Yes, absolutely. That's how it starts but the Let's Encrypt servers will follow redirects. The error you see is just the last URL it was redirected to that failed (not the first).
Could the internal IP address have changed? My first guess was that the request was now falling into your default nginx server and not the one with the matching server_name. Is that IP address even needed on the listen statement? Couldn't you just listen 80;
I found the redirect but I don't quite understand why it is triggered. With the nginx plug-in which shows in your first post, it will insert a response in the port 80 server block.
But, let's pretend that somehow went awry. Your server block would redirect to https and that response looks like below. Note the location directing to hello-world. The other response headers point to wordpress and a possible network device being involved (the p3p header is a clue).
What is puzzling is why the nginx plug-in should even go let it go there though. I still wonder about that internal IP address I mentioned previously.

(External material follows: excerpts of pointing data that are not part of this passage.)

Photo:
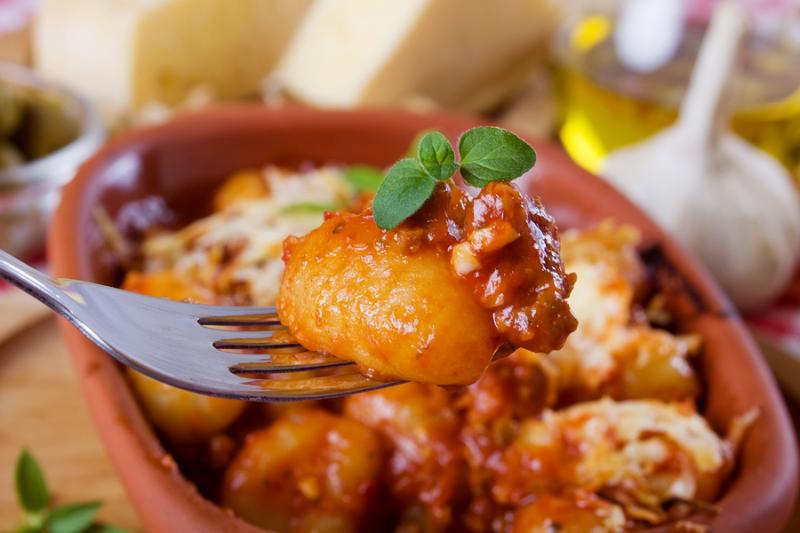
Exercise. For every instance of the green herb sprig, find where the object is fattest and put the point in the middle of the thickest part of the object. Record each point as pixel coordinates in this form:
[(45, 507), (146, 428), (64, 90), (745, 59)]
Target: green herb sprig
[(34, 499), (487, 154)]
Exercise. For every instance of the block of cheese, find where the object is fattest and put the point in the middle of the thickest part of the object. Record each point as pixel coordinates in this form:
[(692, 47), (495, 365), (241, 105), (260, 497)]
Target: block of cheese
[(124, 54), (463, 54)]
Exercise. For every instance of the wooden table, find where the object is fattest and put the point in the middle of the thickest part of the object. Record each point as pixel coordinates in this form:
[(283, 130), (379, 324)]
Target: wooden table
[(42, 408)]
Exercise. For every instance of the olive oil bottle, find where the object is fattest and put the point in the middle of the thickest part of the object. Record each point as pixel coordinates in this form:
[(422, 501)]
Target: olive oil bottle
[(606, 106)]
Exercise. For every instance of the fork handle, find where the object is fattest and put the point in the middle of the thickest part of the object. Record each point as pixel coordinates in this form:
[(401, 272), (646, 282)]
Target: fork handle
[(31, 281)]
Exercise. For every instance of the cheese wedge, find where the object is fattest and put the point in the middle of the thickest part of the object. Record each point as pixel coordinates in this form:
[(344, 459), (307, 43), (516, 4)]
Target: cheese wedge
[(124, 54), (463, 54)]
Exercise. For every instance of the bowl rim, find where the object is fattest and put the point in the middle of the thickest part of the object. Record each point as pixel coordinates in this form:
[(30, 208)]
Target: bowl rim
[(152, 478)]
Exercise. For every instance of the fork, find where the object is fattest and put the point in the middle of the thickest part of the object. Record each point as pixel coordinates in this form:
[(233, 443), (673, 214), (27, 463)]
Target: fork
[(192, 346)]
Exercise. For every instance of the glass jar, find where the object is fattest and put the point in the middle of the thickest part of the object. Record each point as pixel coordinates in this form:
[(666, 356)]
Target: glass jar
[(607, 105), (30, 191)]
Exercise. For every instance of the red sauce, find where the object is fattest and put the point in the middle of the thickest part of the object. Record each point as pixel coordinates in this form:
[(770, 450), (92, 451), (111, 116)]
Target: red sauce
[(520, 276)]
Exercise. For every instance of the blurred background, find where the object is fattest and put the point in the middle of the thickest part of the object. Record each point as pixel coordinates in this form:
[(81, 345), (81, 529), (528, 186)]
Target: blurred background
[(595, 76)]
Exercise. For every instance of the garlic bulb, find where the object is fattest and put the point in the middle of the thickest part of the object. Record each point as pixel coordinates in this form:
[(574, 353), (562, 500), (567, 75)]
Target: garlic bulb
[(732, 205)]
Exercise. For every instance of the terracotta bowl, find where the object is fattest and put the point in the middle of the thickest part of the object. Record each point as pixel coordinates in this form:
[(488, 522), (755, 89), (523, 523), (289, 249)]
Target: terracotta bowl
[(174, 167)]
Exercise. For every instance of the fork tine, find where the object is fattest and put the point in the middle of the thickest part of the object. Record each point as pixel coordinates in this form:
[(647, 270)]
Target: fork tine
[(264, 343), (316, 388), (269, 319), (290, 363)]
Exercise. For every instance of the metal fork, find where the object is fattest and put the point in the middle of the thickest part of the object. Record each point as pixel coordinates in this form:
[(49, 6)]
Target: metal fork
[(185, 345)]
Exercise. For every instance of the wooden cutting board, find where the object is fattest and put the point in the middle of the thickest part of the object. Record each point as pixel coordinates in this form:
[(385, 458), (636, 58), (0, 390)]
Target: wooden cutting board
[(42, 408)]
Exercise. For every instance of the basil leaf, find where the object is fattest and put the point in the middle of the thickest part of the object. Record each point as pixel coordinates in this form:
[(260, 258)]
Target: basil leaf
[(30, 484), (73, 518), (402, 193), (437, 156), (302, 208), (493, 154), (363, 178)]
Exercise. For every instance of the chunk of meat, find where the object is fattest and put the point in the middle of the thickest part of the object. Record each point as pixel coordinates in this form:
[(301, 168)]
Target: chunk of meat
[(309, 471), (431, 300), (581, 512), (425, 466), (643, 452)]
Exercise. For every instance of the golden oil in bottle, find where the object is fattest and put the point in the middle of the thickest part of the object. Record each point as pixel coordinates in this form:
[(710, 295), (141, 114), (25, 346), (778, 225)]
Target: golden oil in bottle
[(606, 106)]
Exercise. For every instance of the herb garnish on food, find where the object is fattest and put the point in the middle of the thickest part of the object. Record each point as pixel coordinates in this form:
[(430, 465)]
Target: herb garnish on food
[(40, 517), (487, 154)]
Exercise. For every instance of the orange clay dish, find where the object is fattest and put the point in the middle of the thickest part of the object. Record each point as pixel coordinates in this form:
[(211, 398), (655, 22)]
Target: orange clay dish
[(602, 434), (434, 297)]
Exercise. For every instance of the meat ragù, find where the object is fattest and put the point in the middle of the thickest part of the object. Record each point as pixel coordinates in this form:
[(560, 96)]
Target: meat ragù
[(433, 299)]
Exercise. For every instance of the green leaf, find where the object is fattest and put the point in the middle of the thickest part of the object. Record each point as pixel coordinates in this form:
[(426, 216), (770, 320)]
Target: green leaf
[(437, 156), (402, 193), (105, 528), (493, 154), (72, 518), (364, 178), (413, 148), (308, 208), (30, 484)]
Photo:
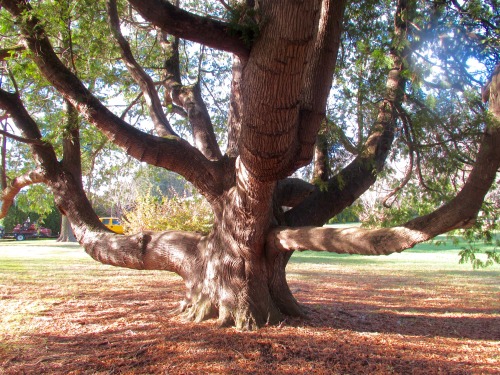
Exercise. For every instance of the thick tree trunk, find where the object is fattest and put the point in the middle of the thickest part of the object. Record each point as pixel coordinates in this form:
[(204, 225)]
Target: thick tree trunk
[(66, 234)]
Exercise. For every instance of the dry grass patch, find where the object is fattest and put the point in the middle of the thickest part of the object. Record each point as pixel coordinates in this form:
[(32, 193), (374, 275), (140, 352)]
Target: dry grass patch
[(414, 313)]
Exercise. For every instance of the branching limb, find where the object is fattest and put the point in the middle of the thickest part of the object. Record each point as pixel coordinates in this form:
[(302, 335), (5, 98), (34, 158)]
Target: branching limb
[(350, 183), (170, 251), (8, 194), (8, 52), (291, 191), (203, 30), (144, 81), (323, 57), (189, 98), (460, 212), (171, 152)]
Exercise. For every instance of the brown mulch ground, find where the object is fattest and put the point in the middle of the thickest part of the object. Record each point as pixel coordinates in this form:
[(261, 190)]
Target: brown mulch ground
[(359, 323)]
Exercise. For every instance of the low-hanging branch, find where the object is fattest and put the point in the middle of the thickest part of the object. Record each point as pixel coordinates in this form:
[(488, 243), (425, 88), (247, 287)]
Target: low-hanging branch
[(203, 30), (9, 194), (171, 153)]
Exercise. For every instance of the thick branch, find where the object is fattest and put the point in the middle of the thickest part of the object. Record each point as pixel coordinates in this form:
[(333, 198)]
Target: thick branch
[(8, 194), (161, 124), (190, 99), (350, 183), (291, 191), (8, 52), (460, 212), (170, 251), (318, 76), (203, 30)]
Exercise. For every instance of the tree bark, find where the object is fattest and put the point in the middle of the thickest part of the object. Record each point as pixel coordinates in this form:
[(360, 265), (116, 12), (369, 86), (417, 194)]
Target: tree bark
[(66, 234), (280, 87)]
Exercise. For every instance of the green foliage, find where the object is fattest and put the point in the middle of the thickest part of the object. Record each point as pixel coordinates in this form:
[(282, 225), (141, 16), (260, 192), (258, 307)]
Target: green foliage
[(243, 22), (18, 215), (349, 215), (175, 213)]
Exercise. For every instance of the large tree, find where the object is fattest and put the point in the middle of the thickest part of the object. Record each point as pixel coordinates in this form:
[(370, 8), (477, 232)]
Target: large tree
[(285, 55)]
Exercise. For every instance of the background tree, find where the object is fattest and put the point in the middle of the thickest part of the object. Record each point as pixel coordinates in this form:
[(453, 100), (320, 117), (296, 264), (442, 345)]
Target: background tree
[(404, 89)]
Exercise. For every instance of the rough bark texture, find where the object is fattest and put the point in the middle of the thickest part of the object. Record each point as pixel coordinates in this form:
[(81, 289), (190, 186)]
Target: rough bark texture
[(279, 92)]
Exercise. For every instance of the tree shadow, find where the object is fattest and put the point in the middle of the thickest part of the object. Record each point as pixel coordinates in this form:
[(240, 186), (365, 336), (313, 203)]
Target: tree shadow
[(129, 331)]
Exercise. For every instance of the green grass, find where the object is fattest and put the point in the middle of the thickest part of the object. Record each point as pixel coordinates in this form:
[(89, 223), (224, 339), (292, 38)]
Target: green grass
[(440, 253)]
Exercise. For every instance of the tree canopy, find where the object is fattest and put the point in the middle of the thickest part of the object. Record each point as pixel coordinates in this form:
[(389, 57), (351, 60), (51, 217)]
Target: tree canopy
[(282, 114)]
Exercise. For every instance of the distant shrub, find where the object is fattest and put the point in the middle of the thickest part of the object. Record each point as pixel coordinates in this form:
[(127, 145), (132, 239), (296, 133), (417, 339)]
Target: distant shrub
[(176, 213)]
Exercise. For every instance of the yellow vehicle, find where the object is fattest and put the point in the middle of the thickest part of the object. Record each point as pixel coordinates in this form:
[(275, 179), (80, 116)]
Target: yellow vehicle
[(113, 224)]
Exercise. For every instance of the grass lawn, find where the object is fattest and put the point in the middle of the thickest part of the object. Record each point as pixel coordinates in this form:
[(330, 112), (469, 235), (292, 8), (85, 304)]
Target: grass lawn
[(418, 312)]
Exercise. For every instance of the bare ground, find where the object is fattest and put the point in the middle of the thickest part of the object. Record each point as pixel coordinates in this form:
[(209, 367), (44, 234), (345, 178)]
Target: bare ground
[(84, 318)]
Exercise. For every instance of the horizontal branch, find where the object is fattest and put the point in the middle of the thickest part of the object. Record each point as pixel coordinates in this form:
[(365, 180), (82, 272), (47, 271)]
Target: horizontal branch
[(362, 241), (21, 139), (8, 52), (203, 30), (169, 251)]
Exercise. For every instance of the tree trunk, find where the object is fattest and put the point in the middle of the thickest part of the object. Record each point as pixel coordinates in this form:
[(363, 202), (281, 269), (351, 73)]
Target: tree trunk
[(66, 234)]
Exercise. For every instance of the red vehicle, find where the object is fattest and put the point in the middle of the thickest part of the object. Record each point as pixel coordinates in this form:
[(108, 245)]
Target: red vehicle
[(27, 230)]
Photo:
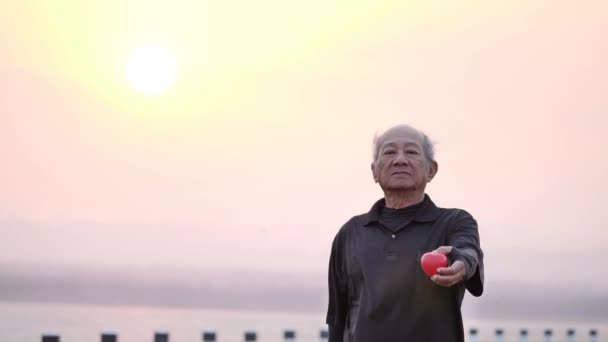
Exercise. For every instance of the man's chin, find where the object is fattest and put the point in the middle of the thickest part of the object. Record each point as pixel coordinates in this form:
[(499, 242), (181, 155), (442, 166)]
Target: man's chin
[(400, 187)]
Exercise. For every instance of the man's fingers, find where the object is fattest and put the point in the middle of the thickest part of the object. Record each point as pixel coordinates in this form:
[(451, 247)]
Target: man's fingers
[(444, 280), (445, 250), (448, 276), (455, 268)]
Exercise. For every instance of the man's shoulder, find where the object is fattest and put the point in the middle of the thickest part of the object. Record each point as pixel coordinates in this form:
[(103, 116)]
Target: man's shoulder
[(355, 222), (454, 212)]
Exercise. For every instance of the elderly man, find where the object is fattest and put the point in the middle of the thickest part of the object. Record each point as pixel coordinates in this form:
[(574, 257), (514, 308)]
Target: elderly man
[(377, 289)]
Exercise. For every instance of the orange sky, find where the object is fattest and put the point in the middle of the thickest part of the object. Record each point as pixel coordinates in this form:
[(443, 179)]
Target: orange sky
[(261, 149)]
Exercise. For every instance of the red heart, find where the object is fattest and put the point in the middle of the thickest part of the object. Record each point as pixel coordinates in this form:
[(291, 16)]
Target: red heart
[(431, 261)]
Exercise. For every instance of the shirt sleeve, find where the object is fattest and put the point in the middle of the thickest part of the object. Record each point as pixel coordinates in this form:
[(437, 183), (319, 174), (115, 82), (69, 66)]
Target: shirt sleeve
[(464, 238), (337, 306)]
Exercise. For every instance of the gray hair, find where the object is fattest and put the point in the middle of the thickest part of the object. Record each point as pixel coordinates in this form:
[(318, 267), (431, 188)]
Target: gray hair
[(428, 147)]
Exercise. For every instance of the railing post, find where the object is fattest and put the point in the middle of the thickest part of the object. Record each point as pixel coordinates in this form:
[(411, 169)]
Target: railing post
[(593, 335), (548, 335), (109, 337), (161, 336), (209, 336), (570, 335), (251, 336), (289, 335), (473, 335), (523, 335), (50, 338), (499, 335)]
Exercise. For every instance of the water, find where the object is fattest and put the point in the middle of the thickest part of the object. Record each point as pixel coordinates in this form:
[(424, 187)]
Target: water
[(26, 322)]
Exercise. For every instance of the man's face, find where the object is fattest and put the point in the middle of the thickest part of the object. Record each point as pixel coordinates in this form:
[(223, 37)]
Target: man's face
[(401, 163)]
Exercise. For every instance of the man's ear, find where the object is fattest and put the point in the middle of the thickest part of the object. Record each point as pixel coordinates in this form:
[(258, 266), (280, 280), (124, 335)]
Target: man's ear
[(374, 174), (433, 168)]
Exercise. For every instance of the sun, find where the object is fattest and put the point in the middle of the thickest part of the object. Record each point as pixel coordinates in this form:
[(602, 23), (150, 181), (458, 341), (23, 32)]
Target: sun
[(150, 69)]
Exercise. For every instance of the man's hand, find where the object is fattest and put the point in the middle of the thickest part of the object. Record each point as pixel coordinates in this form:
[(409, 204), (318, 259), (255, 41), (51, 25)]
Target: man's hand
[(449, 276)]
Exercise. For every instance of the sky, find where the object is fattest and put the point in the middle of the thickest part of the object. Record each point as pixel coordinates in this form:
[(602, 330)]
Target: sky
[(261, 148)]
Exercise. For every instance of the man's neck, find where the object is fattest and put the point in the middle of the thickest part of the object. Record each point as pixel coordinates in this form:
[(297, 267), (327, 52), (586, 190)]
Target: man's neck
[(402, 199)]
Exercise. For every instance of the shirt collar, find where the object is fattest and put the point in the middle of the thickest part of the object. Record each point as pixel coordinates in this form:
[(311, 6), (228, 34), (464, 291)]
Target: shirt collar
[(426, 213)]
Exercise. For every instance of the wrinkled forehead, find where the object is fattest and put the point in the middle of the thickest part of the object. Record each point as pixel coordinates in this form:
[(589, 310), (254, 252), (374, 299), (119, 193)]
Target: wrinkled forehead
[(401, 136)]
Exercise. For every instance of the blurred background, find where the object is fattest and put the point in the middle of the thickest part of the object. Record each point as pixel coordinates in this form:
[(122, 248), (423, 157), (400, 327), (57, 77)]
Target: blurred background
[(185, 165)]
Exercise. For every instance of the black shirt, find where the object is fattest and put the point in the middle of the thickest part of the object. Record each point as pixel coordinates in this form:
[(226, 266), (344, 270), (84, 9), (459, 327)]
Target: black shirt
[(377, 289)]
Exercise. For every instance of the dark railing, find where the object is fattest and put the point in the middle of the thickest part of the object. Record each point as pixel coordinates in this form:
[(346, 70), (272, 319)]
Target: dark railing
[(290, 336)]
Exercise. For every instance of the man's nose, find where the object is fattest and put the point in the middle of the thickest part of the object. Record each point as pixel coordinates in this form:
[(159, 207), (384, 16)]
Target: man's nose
[(400, 159)]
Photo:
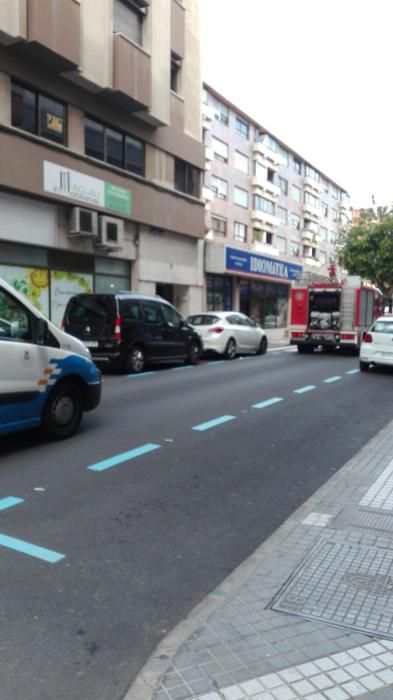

I only see a Hardenize error for the www domain name but they have never gotten a cert with that name. The www name is not shown in the first post error message or the nginx server block for port 80. It's not required to use www names.
In many cases you can just use listen 80;, and we often do. It probably could even be done here, but it would require changing it on all the sites on the box simultaneously and it's not needed. (And yes, I've verified that the IP is the correct IP. There's only one on the box so the fact that you can see the site at all is further confirmation that it's correct.)
Thanks for the confirmation that it's hitting the /hello-world/ because of a redirect in the code, not in Nginx. This particular client has a customized variant of WordPress, and that's most likely where the redirect is coming from. I'll be talking with our client a bit more as it's sounding like a code issue, though yes I'm also wondering how it got past the nginx plug-in. Is there a way I can look at that plug-in to see what exactly it's inserting?
Just a follow up, since this was causing us to pull hair out, and I finally found the issue:
There was a 'ghost' Nginx process running, separate from the instance being managed by SystemD. So the commands to reload the Nginx config didn't do anything, as it applied to an nginx process that somehow was disconnected from the actual nginx that was listening on the relevant ports.
I had to do a full kill/stop of all nginx processes, and then a reload - but after that it works correctly.
Glad you found it. Several confounding factors to work through - good job.
Just fyi, the certbot nginx plug-in can cause that in an unusual set of circumstances. It happens because, in rare situations, the plug-in does an nginx start without using systemd. If you want more details about this for future reference let me know.
Definitely interested in more details. We run Certbot+Nginx on various Unix-like platforms (mostly Ubuntu, CentOS, and FreeBSD) for at least a dozen different clients.
Request/get cert which has LE servers sending challenge
Remove the nginx conf updates from step 1
Reload nginx again to remove updates and pickup new cert
A problem can occur if the reload in step 2 fails (or I suppose step 5 too but if it worked in step 2 it should work in step 5).
When the reload fails certbot tries to start nginx but does not use systemd. Instead, it does nginx -c /etc/nginx/nginx.conf. There is now an nginx that systemd is not aware of so you cannot control it as you'd expect.
Now, why might the reload fail? There may be various reasons but the two most common are:
nginx was not running when you started certbot (can't reload if not running)
enabling perl in nginx can sometimes cause a segv fault during reload
The thread below has comments from a certbot dev with more details. It is long and involved. That was my first experience with this, um, quirk Since then I've personally dealt with a handful of cases.
@_az In that thread you said you'd try to see about using systemd. Have you evaluated that yet?